After the Jews were murdered and buried in mass graves, Sawoniuk was to organise "search and kill" teams to track down those who had escaped the slaughter.

Some days later, Fedor Zan, a schoolboy acquaintance of Sawoniuk, was passing through woods on the edge of town when he heard the sound of women crying. Creeping forward he saw 15 woman in a clearing, stripped to their underwear, standing in front of a pre-dug grave. In front of them stood the man he had known since childhood.

"He mowed them down with a machine gun. There were not less than 15 Jewish women," Mr Zan said in his evidence.
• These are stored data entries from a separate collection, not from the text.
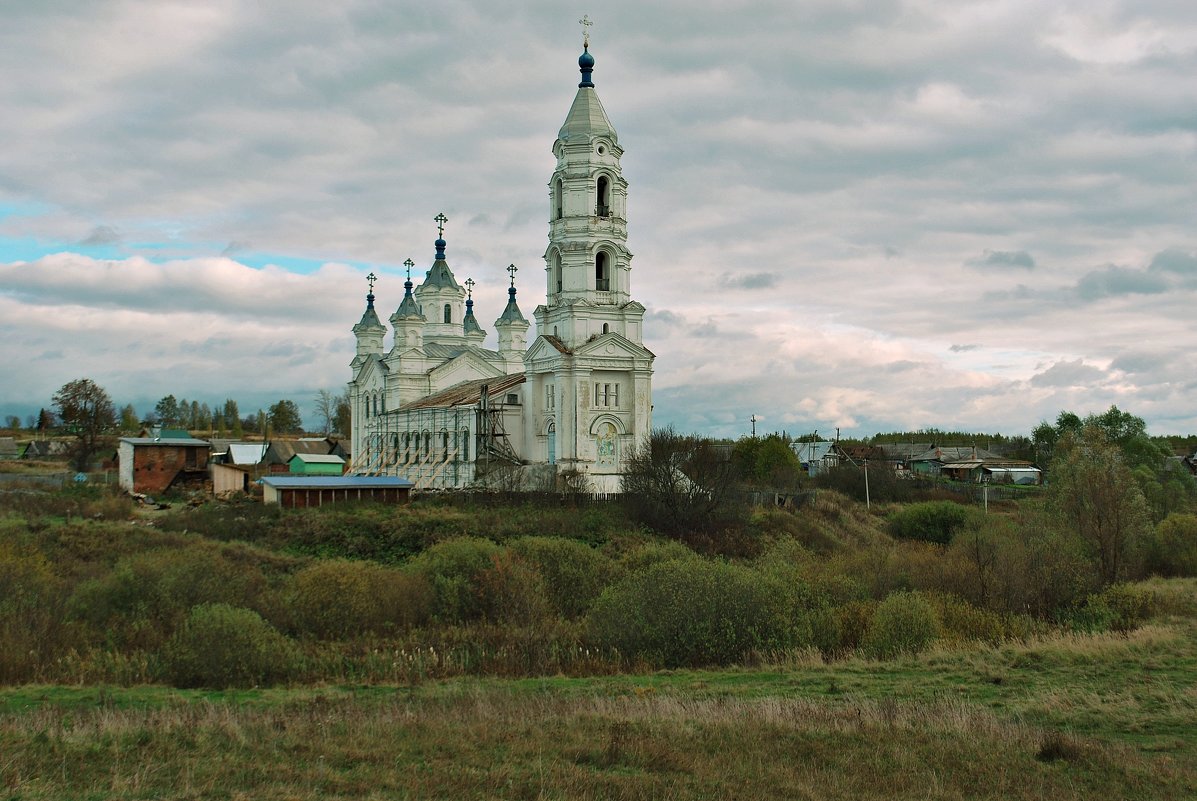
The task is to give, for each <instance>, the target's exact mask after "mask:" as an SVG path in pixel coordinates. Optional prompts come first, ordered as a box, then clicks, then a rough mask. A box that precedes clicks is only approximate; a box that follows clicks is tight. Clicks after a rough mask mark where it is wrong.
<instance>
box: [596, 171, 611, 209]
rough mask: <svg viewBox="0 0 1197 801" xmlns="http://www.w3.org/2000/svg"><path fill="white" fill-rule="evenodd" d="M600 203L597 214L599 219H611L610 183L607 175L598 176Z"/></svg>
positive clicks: (599, 204)
mask: <svg viewBox="0 0 1197 801" xmlns="http://www.w3.org/2000/svg"><path fill="white" fill-rule="evenodd" d="M597 195H598V202H597V204H596V206H597V208H595V214H597V216H598V217H610V182H609V181H608V180H607V176H606V175H600V176H598V192H597Z"/></svg>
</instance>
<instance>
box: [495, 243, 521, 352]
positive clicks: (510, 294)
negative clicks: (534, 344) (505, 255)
mask: <svg viewBox="0 0 1197 801" xmlns="http://www.w3.org/2000/svg"><path fill="white" fill-rule="evenodd" d="M518 271H519V268H518V267H516V266H515V265H509V266H508V273H509V274H510V275H511V286H509V287H508V305H506V308H505V309H504V310H503V314H502V315H500V316H499V318H498V320H496V321H494V329H496V330H497V332H498V333H499V354H500V356H503V357H504V358H506V359H508V360H512V359H521V358H522V357H523V352H524V348H525V347H527V342H528V321H527V320H525V318H524V316H523V314H522V312H521V311H519V304H517V303H516V273H517V272H518Z"/></svg>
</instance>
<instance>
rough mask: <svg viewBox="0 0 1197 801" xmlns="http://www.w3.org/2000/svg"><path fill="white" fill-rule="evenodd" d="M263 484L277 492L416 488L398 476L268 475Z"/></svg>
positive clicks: (333, 475)
mask: <svg viewBox="0 0 1197 801" xmlns="http://www.w3.org/2000/svg"><path fill="white" fill-rule="evenodd" d="M262 484H268V485H271V486H272V487H274V489H277V490H321V489H323V490H351V489H358V490H376V489H378V490H382V489H399V490H402V489H405V487H412V486H414V485H413V484H412V483H411V481H408V480H407V479H405V478H400V477H397V475H268V477H267V478H263V479H262Z"/></svg>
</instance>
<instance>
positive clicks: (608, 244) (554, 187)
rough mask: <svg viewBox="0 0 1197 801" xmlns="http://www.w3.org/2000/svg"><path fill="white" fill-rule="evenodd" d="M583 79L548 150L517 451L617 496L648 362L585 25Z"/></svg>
mask: <svg viewBox="0 0 1197 801" xmlns="http://www.w3.org/2000/svg"><path fill="white" fill-rule="evenodd" d="M579 22H581V23H582V25H583V26H584V29H585V35H584V37H583V42H582V56H581V57H579V59H578V71H579V72H581V73H582V80H581V83H578V92H577V95H576V96H575V98H573V104H572V105H571V107H570V111H569V114H567V115H566V117H565V123H564V125H563V126H561V129H560V131H559V132H558V135H557V140H555V141H554V142H553V156H554V157H555V158H557V165H555V168H554V170H553V174H552V176H551V177H549V181H548V248H547V250H546V251H545V275H546V281H547V287H546V289H547V292H546V295H547V302H546V303H545V305H540V307H536V310H535V312H534V316H535V317H536V333H537V338H536V341H535V342H533V345H531V347H529V348H528V352H527V353H525V354H524V366H525V382H524V393H525V398H528V402H525V403H524V407H523V414H524V430H525V433H527V442H525V451H527V453H528V454H529V456H530V457H531V459H533V460H534V461H540V462H547V463H549V465H554V466H555V467H557V469H558V471H559V472H563V473H569V474H575V475H582V477H584V479H585V484H587V485H588V486H590V487H591V489H593V490H595V491H598V492H619V491H620V486H621V475H622V471H624V466H625V463H626V460H627V456H628V454H631V453H632V451H633V449H634V448H636V447H637V445H638V443H639V442H640V441H642V439H644V437H646V436H648V433H649V431H650V430H651V426H652V381H651V377H652V360H654V358H655V357H654V354H652V352H651V351H649V350H648V348H646V347H644V344H643V322H644V307H643V305H640V304H639V303H637V302H636V301H633V299H632V254H631V251H630V250H628V249H627V181H625V180H624V171H622V168H621V165H620V159H621V158H622V156H624V148H622V147H621V146H620V144H619V134H618V133H616V132H615V127H614V126H613V125H612V123H610V119H608V116H607V111H606V110H604V109H603V107H602V103H601V102H600V101H598V95H597V93H596V91H595V81H594V69H595V59H594V56H593V55H590V35H589V30H588V29H589V26H590V20H589V18H587V17H583V18H582V20H579Z"/></svg>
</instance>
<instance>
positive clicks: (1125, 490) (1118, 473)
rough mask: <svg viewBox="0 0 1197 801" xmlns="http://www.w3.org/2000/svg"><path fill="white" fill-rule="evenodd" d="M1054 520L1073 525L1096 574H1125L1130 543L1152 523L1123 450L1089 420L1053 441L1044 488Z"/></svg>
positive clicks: (1097, 427)
mask: <svg viewBox="0 0 1197 801" xmlns="http://www.w3.org/2000/svg"><path fill="white" fill-rule="evenodd" d="M1047 500H1049V508H1050V509H1051V511H1052V515H1053V517H1055V518H1056V521H1057V523H1059V524H1061V526H1062V527H1064V528H1068V529H1071V530H1074V532H1075V533H1076V534H1077V535H1080V536H1081V539H1082V540H1083V541H1084V542H1086V544H1087V546H1088V550H1089V552H1090V554H1092V556H1093V557H1095V559H1096V562H1098V568H1099V572H1100V574H1101V579H1102V582H1104V583H1106V584H1112V583H1114V582H1117V581H1118V579H1120V578H1124V577H1125V576H1126V574H1128V572H1129V571H1128V568H1129V564H1128V563H1129V562H1130V558H1131V556H1132V554H1134V552H1135V548H1136V547H1137V546H1138V545H1140V544H1141V542H1142V541H1143V540H1144V539H1146V538H1147V535H1148V534H1149V533H1150V529H1152V522H1150V516H1149V514H1148V506H1147V500H1146V499H1144V497H1143V492H1142V490H1141V489H1140V486H1138V484H1137V483H1136V481H1135V477H1134V475H1132V474H1131V471H1130V468H1129V467H1128V466H1126V463H1125V461H1124V460H1123V454H1122V451H1120V450H1119V449H1118V448H1117V447H1116V445H1113V444H1112V443H1110V441H1108V439H1107V438H1106V435H1105V431H1104V430H1102V429H1101V427H1099V426H1096V425H1088V426H1086V427H1084V429H1082V430H1081V432H1080V433H1078V435H1077V433H1074V432H1071V431H1068V432H1065V433H1064V435H1063V436H1062V437H1061V438H1059V442H1058V443H1057V444H1056V457H1055V459H1053V460H1052V463H1051V483H1050V484H1049V491H1047Z"/></svg>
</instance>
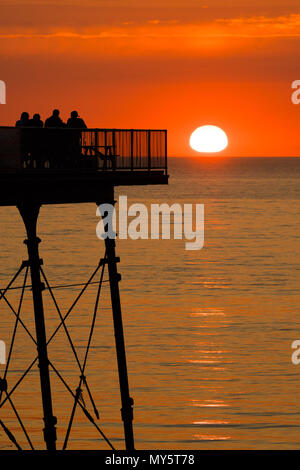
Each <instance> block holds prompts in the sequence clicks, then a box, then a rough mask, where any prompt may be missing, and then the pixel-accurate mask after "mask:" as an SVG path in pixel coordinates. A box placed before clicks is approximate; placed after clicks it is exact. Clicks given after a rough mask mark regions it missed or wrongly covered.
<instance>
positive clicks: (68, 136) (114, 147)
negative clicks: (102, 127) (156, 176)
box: [0, 127, 167, 173]
mask: <svg viewBox="0 0 300 470" xmlns="http://www.w3.org/2000/svg"><path fill="white" fill-rule="evenodd" d="M8 130H9V132H8ZM5 135H7V138H5ZM13 140H15V141H18V145H16V142H14V145H13V146H12V142H13ZM10 145H11V148H12V147H13V148H14V159H15V160H16V159H17V161H19V159H20V161H21V168H24V169H47V168H57V169H59V168H61V169H68V168H87V169H88V168H91V169H100V170H104V171H110V170H111V171H114V170H131V171H134V170H149V171H150V170H155V169H163V170H165V172H166V173H167V131H166V130H150V129H145V130H141V129H68V128H62V129H61V128H33V127H24V128H7V127H6V128H4V127H2V128H1V127H0V169H1V168H3V166H1V162H5V159H7V158H9V152H10V150H9V149H10ZM16 148H17V149H19V150H18V152H17V153H19V158H18V157H17V156H16V155H15V154H16ZM3 149H4V150H3ZM16 157H17V158H16ZM11 161H12V160H11Z"/></svg>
Another acquaintance of Sawoniuk, Alexander Baglay, now aged 69, watched him shoot three Jews before forcing their bodies into a pit.

He shot them in the back of the head with a pistol, said Mr Baglay, then aged 13. "Standing behind each of them [he] levered them into the pit by raising his knee."

These, at least, are the murders that have been proved. Local people in Domachevo made further allegations to British war crimes investigators. They said he led a family of Jews, the Yankels, to their deaths on the sandhills; they said he had been involved in murders in the nearby town of Chersk; they said he shot a family called Khalalyuk; they said he shot a baby of the Gerasamchuk family. But these allegations remain unproven.

Sawoniuk served with the police for a further two years after the massacre, tracking down resistance fighters living in the forest. His hatred of the partisans was fuelled by the death of his first wife - a Russian called Anna Maslova - who was killed while pregnant during an attack on the police station in November 1943.

In July 1944, when the Red Army counterattacked, Sawoniuk fled with the retreating Nazis and joined a Waffen SS regiment. He never returned.

After deserting from the SS and changing sides, Sawoniuk arrived in Britain in 1946, embarking on half a century of lies and deception. He settled first in Hove, East Sussex, before moving to Dulwich in south London where he worked at St Francis Hospital. In 1961 he started working for British Rail, first as a cleaner and then as a ticket collector at London Bridge station.

He remarried twice - first in 1947 to Christina van Gent, from whom he was divorced four years later, and then to Anastasia Davey who died in 1995. The couple had one son, Paul, 38, who despite using his mother's maiden name and claiming he no longer sees his father, has in fact been in touch throughout the trial. "I am not speaking to anyone - not to you or anyone else - not now, not ever," he said this week.

But for the interception of a letter by the KGB which proved he was in Britain, Sawoniuk might have succeeded in escaping justice for ever.

Certainly those people amongst whom he lived had no idea of his past. "I have been here as long as anybody and Tony has always been a nice bloke," said Marion Henry, a neighbour.

In Domachevo, those who remember Sawoniuk think differently. Ivan Tribunko, 60, a tractor driver, had a simple message. "My mother's family were killed and Andrusha was responsible. He was an animal. If they brought him back here he wouldn't leave alive."